This one stumped me for a long time, but I think I’ve finally figured it out.
The word-name Dart debuted in the U.S. baby name data in the mid-1950s and hung around for several years before disappearing again:
- 1961: unlisted
- 1960: 6 baby boys named Dart
- 1959: 5 baby boys named Dart
- 1958: 8 baby boys named Dart
- 1957: 10 baby boys named Dart
- 1956: 12 baby boys named Dart [debut]
- 1955: unlisted
At first I got stuck on a pair of auto-Darts: the Chrysler Dart, a concept car that was in the news briefly in mid-1956, and the Dodge Dart, a production car that went on sale in 1960. Neither one was a good answer.
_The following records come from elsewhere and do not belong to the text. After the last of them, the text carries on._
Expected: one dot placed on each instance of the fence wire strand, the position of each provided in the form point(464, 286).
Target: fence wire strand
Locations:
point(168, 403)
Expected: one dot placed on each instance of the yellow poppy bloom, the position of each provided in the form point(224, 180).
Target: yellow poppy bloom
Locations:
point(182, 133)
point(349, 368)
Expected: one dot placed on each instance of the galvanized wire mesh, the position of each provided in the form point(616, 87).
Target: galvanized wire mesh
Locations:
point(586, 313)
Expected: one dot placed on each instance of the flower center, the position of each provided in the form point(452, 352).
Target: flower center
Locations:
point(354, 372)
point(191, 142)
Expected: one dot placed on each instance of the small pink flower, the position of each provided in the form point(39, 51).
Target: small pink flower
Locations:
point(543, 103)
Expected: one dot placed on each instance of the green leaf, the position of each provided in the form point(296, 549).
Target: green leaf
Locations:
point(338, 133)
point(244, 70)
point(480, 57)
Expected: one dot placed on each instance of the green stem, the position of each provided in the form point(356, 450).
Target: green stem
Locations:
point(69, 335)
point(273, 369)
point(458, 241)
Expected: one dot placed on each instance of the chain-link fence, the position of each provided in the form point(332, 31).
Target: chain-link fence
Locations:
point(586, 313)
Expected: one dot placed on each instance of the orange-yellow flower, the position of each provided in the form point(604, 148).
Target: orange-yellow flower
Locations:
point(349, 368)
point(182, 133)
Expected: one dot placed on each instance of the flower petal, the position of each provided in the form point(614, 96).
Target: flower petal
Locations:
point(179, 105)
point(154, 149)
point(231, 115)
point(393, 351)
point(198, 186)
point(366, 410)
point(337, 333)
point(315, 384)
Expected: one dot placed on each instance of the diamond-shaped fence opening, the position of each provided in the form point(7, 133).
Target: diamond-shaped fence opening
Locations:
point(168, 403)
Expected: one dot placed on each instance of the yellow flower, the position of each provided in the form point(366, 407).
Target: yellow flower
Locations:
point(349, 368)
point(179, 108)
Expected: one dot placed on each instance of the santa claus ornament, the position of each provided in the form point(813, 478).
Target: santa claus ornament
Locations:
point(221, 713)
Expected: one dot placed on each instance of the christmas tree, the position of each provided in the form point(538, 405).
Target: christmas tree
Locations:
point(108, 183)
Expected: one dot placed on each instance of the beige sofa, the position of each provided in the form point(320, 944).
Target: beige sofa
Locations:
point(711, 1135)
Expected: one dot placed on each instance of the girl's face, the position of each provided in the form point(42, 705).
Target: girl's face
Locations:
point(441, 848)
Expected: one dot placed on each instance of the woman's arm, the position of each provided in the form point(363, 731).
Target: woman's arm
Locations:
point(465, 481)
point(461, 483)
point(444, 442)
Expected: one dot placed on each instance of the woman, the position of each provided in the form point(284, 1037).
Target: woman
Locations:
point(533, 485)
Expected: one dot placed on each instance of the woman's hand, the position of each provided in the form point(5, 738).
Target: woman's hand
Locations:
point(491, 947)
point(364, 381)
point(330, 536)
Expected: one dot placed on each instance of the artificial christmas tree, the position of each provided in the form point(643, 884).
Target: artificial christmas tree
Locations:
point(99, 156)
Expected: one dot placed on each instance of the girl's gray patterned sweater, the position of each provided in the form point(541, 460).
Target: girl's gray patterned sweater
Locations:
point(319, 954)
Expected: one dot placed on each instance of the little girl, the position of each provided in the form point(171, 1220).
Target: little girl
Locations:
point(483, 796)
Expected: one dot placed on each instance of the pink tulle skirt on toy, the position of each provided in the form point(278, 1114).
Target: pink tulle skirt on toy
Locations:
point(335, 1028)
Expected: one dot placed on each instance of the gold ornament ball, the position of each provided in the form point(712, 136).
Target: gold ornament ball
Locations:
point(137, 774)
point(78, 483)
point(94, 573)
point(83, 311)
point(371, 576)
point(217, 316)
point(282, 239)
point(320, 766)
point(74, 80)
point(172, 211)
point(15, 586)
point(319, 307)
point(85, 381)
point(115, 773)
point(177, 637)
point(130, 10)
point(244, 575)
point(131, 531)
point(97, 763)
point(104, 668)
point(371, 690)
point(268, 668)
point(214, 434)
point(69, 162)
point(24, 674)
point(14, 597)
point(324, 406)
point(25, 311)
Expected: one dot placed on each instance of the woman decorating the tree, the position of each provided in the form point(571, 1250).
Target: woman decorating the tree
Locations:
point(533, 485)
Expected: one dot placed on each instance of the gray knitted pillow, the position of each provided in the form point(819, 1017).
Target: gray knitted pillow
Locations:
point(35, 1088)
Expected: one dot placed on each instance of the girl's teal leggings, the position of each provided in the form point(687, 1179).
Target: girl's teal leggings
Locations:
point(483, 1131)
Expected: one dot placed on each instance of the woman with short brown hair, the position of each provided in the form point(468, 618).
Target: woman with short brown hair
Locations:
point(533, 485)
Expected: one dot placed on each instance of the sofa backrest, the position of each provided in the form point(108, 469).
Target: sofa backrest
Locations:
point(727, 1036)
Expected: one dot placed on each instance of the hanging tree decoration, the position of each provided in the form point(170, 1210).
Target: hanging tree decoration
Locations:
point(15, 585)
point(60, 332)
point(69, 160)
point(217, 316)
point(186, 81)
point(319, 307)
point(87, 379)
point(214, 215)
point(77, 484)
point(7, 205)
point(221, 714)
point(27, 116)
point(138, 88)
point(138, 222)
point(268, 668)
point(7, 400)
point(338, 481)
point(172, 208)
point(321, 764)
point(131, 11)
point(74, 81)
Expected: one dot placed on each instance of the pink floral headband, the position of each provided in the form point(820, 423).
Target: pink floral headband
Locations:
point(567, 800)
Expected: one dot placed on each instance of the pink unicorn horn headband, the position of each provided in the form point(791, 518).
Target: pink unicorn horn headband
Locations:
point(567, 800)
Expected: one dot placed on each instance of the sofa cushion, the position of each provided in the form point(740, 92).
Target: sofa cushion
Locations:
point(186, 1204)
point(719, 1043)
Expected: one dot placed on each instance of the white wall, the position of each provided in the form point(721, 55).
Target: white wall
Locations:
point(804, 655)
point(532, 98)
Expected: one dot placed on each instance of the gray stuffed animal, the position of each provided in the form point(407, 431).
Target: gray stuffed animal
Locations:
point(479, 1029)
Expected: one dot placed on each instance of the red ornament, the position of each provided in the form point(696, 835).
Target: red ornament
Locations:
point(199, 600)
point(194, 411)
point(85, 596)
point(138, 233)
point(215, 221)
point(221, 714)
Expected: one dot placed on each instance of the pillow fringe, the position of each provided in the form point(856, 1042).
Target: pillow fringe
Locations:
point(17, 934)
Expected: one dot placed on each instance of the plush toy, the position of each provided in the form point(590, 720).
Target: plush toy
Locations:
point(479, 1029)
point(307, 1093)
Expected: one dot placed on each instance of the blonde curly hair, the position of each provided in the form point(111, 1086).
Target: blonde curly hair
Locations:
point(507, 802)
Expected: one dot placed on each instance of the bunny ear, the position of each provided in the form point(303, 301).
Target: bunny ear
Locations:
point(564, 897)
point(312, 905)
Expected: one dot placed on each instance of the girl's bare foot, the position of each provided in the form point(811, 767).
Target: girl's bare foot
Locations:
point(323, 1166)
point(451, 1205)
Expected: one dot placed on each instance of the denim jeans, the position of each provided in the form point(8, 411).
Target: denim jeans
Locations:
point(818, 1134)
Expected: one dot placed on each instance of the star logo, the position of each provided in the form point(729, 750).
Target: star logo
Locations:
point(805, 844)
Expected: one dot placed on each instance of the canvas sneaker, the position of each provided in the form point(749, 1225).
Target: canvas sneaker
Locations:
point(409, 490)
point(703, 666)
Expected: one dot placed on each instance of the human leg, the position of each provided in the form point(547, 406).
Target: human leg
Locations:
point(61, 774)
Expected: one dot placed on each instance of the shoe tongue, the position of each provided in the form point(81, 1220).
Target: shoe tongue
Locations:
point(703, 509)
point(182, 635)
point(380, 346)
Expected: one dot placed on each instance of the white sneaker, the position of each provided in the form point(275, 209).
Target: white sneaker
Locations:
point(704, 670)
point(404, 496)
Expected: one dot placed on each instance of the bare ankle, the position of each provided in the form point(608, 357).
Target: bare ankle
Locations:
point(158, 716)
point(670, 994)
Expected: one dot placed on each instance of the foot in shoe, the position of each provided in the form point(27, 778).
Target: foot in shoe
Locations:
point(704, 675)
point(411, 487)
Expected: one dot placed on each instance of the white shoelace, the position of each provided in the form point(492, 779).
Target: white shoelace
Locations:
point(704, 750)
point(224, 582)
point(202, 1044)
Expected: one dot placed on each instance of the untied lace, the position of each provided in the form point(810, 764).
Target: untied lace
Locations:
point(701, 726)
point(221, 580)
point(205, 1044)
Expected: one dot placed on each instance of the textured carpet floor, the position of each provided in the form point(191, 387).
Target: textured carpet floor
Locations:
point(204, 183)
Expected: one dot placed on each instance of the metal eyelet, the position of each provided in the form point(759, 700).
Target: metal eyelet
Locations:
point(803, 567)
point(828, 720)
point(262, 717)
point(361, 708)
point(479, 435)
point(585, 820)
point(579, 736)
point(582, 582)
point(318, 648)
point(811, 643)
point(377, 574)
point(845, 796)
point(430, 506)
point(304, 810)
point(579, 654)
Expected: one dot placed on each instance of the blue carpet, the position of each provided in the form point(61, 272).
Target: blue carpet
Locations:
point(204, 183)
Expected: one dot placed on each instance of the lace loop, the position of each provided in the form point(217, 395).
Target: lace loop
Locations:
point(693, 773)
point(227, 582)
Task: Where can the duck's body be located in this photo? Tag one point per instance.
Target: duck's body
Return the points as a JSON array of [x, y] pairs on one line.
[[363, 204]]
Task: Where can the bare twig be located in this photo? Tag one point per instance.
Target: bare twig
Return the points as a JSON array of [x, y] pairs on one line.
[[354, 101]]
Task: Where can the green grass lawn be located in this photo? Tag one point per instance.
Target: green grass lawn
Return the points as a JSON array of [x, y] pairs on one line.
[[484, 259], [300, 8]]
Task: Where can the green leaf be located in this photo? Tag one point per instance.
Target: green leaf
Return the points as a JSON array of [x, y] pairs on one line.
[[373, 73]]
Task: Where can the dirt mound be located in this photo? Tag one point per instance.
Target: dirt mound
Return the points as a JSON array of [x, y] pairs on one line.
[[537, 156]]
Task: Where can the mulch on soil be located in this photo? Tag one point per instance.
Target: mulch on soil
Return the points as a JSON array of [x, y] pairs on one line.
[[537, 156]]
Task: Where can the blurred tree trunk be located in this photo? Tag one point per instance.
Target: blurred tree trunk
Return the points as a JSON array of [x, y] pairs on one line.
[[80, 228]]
Finally I happened to find a 1955 film called Foxfire that featured a main character named Jonathan “Dart” Dartland (played by Jeff Chandler). He was a half-Apache mining engineer whose new marriage to socialite wife Amanda (played by Jane Russell) was threatened by the cultural gap between them.
The screenplay, based on a 1950 novel of the same name by Anya Seton, was written by Ketti Frings.
What do you think of “Dart” as a baby name?
P.S. Foxfire was the film playing aboard the SS Andrea Doria the moment it was struck by the MS Stockholm.